Спать ляжет, во сне такие же сны видятся. Вот сидит он в своих каменных палатах, все прибрано, и все богато разукрашено… Несметные сокровища, людской почет, дом полная чаша, а под боком жена-красавица, краше ее во всем свете нет… Жить в добре да в красне и во снях хорошо: тешат Алексея золотые грезы, сладко бьется его сердце при виде длинного роя светлых призраков, обступающих его со всех сторон, и вдруг неотвязная мысль о Чапурине, о погибели… Сонные видения мутятся, туманятся, все исчезает, и перед очами Алексея темной жмарой встает страшный образ разъяренного Патапа Максимыча. Как зарево ночного пожара, пылает грозное лицо его, раскаленными угольями сверкают налитые кровью глаза, по локоть рукава засучены, в руке дубина, а у ног окровавленная, едва дышащая Настя… Кругом убийцы толпится рабочий люд, ожидает хозяйского приказа. Грозный призрак указывает на полумертвого от страха Алексея, кричит: «Давай его сюда: жилы вытяну, ремней из спины накрою, в своей крови он у меня захлебнется!..» Толпа кидается на беззащитного, нож блеснул… И с страшным криком просыпается Алексей… Долго не может очнуться и, опомнившись, спешно творит одно за другим крестные знамения…
Чуть не каждую ночь такие тяжелые сны… И западает на мысль Алексею: неспроста такие сны видятся, то вещие сны, богом они насылаются, ангелами приносятся, правду предсказывают… Вспоминает про первое свиданье с Патапом Максимычем, вспоминает, как тогда у него ровно кипятком сердце обдало при взгляде на будущего хозяина, как ему что-то почудилось — не то беззвучный голос, не то мысль незваная, непрошеная… И становится Алексей день ото дня сумрачней, ходит унылый, от людей сторонится, иной раз и по делу какому слова от него не добьются.
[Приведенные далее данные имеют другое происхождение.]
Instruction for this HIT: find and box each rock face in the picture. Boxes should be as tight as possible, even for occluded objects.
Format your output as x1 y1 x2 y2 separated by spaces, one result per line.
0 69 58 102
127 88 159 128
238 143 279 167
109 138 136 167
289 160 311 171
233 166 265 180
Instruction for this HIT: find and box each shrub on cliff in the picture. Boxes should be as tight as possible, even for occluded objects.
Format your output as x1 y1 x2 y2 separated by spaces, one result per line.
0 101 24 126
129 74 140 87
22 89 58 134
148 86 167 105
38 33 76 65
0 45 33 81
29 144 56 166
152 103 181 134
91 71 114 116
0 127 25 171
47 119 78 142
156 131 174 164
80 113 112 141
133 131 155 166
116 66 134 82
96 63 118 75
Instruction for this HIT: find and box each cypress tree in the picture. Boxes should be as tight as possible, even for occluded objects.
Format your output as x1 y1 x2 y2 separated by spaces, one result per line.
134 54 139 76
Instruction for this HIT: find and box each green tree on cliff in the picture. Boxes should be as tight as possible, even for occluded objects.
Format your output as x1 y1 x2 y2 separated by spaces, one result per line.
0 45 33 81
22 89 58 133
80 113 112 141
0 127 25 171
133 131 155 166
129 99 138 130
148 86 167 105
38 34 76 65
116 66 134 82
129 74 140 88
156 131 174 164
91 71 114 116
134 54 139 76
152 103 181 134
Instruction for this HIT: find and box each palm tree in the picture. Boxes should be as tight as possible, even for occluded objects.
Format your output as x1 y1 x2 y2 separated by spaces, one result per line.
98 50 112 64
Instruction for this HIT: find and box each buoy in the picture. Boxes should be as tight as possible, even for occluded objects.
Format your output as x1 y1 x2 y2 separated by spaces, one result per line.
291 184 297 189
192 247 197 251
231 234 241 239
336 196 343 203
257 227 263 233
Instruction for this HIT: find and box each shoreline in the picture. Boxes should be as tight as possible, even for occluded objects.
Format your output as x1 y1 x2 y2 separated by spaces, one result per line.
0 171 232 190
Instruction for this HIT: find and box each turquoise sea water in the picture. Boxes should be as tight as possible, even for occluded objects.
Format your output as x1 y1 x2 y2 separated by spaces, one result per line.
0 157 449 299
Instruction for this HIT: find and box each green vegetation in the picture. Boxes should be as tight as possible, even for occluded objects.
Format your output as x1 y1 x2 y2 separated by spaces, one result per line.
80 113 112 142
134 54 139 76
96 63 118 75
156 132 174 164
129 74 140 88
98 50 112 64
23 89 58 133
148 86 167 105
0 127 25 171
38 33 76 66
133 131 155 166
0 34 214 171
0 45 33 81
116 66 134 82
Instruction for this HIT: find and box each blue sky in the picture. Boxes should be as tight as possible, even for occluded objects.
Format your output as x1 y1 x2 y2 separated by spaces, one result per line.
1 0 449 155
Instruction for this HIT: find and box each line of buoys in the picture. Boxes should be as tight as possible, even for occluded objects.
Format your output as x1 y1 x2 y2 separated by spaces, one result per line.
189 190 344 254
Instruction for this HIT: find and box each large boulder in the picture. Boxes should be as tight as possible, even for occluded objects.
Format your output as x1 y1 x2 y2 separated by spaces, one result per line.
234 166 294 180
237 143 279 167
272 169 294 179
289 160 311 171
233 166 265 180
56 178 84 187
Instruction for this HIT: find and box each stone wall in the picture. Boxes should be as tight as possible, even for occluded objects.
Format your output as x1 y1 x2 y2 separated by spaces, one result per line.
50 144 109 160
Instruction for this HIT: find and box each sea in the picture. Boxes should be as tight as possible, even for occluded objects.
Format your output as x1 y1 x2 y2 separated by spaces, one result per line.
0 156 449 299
Заели Лохматого думы да страхи… Где бы смелости взять, откуда б набраться отваги?
«Эх, далось бы мне это ветлужское золото! — думает он. — Другим бы тогда человеком я стал!.. Во всем довольство, обилье, ото всех почет и сам себе господин, никого не боюсь!.. Иль другую бы девицу, либо вдовушку подцепить вовремя, чтоб у ней денежки водились свои, не родительские… Тогда… Ну, тогда прости, прощай, Настасья Патаповна — не поминай нас лихом…»
Раз утром, после тревожных сновидений, в полклете возле своей боковуши сидел Алексей, крепко задумавшись. Подсел к нему старик Пантелей.
— Алексеюшка, — молвил он, — послушай родной, что скажу я тебе. Не посетуй на меня, старика, не погневайся; кажись, будто творится с тобой что-то неладное. Всего шесть недель ты у нас живешь, а ведь ровно из тебя другой парень стал… Побывай у своих в Поромове, мать родная не признает тебя. Жалости подобно, как ты извелся… Хворь, что ль, какая тебя одолела?
— Нет, Пантелей Прохорыч, хвори нет у меня никакой. Так что-то… на душе лежит…— отвечал Алексей.
— Дума какая? — продолжал свой допрос Пантелей.
— Ох, Пантелей Прохорыч! — вздохнул Лохматый. — Всех моих дум не передумать. Мало ль заботы мне. Люди мы разоренные, семья большая, родитель-батюшка совсем хизнул с тех пор, как господь нас горем посетил… Поневоле крылья опустишь, поневоле в лице помутишься и сохнуть зачнешь: забота людей не красит, печаль не цветит.
— Не о чем тебе, Алексеюшка, много заботиться. Патап Максимыч не оставит тебя. Видишь сам, как он возлюбил тебя. Мне даже на удивленье… Больше двадцати годов у них в дому живу, а такое дело впервой вижу… О недостатках не кручинься — не покинет он в нужде ни тебя, ни родителей, — уговаривал Пантелей Алексея.